When to End the Story

The art of the ending. It is a skill onto itself. Almost as difficult as building a world, filling it with characters and making it a complete, fully realized universe, is realizing when the time is right to just take a hatchet to it and lop off the end. Ending a story at precisely the right time is no easy task, for ending it too late or too soon can have disastrous results.


Ending before or too long after an emotional pitch is one of the big risks any story can take, regardless of genre. Let’s start with a film that has had a huge impact on me, Alien. Several were considered for this masterpiece of science fiction and horror, one which ended it too early, one which ended it too late, and the final one ending it at just the right time.

The first ending followed Ripley on her flight to the escape shuttle as the Nostromo prepares to explode, and ended right as she shuts the hatch door and blasts free. Problem is the character never really has a final confrontation with the creature, and the abrupt ending feels like a cheat. Another ending had Ripley being rescued from stasis and returning to Earth, assuring the audience the threat had ended. Problem is it took place too long after the Alien had been defeated, so the story only seemed to drag.

The ending they went with is the one of Ripley blowing the alien ‘out the goddamn airlock (who can resist quoting the sequel?) and going into stasis before the film faded to black. It was peaceful, but still ended when your heart was in your throat. Alien ends itself at just the right time.

A common criticism of the final entry in Tolkien’s seminal Lord of the Rings saga was that it didn’t know where to end. The final battle at Mount Doom is incredibly tense, spectacular, and terrifying in all the right ways, but even after the ring is destroyed, it just keeps going. By this point, the quest has ended, so what is the point of staying? I personally would have ended it at the “You bow to no one” scene, which was emotionally potent and created a stunning visual. It was one of the most satisfying moments in the entire series, and it did feel like the culmination of everything Tolkien was trying to achieve, a king bowing before a Hobbit. Can’t beat that.

Still, one can make some really good arguments as to why the story should go on after the defeat of Sauron. One could argue, rightfully, that the point of the saga is not the destruction of the ring but the characters and their journey. You could also argue that he wanted to show the cost that the war had on Middle Earth, and the best way to do that is explore the aftermath. Even with Sauron’s death, there are still forests to regrow, houses to rebuild, and broken lives to mend. The death of the enemy fixes nothing.

Sometimes with an ending, less really is more. The ending of To Kill a Mockingbird is a perfect example. After the children are saved by their mysterious recluse neighbor, the book ends with the image of their devoted single father sitting by his son Jem’s bed until he wakes up. It does not however show the image of Jem waking up.

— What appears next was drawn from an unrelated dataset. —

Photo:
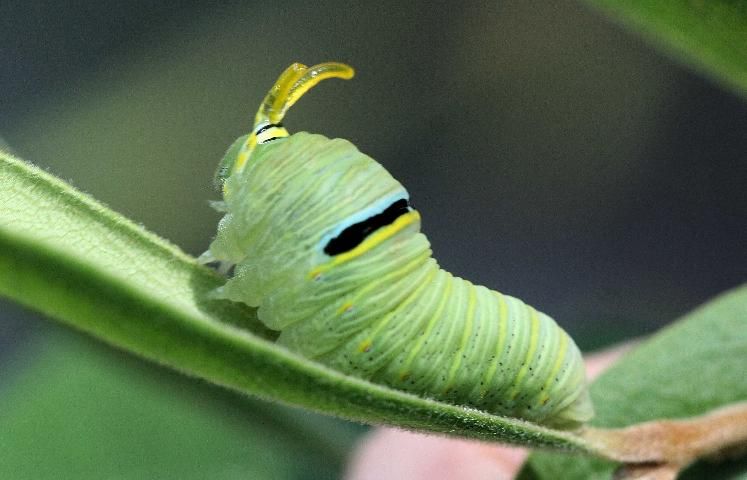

There are a number of reasons for this. Firstly, all the characters would have talked about would have been things the audience already knew. They would have just been repeating the scenes we just saw, only not nearly as powerful. Secondly, the book really is about the painful transition from childhood to adulthood. When Jem wakes up, he’s no longer going to be the innocent boy he was. His own neighbor tried to murder him for the sake of racial bigotry. When Jem wakes up, he will be a man. Since this is a book about children, it avoids showing us Jem becoming an adult, because the final page of the book is the end of childhood.

I’ve been thinking about this often in regards to the ending of my own book. I’d written some material in my final 20th chapter that I was really proud of, but now I wonder if it was really necessary. The quality of the writing doesn’t matter if it contributes nothing to the story. Then again, maybe that extra chapter would allow for a deeper exploration of what has become of my leading character by story’s end.

We shall have to wait and see. The art of the ending is one worth endless contemplation.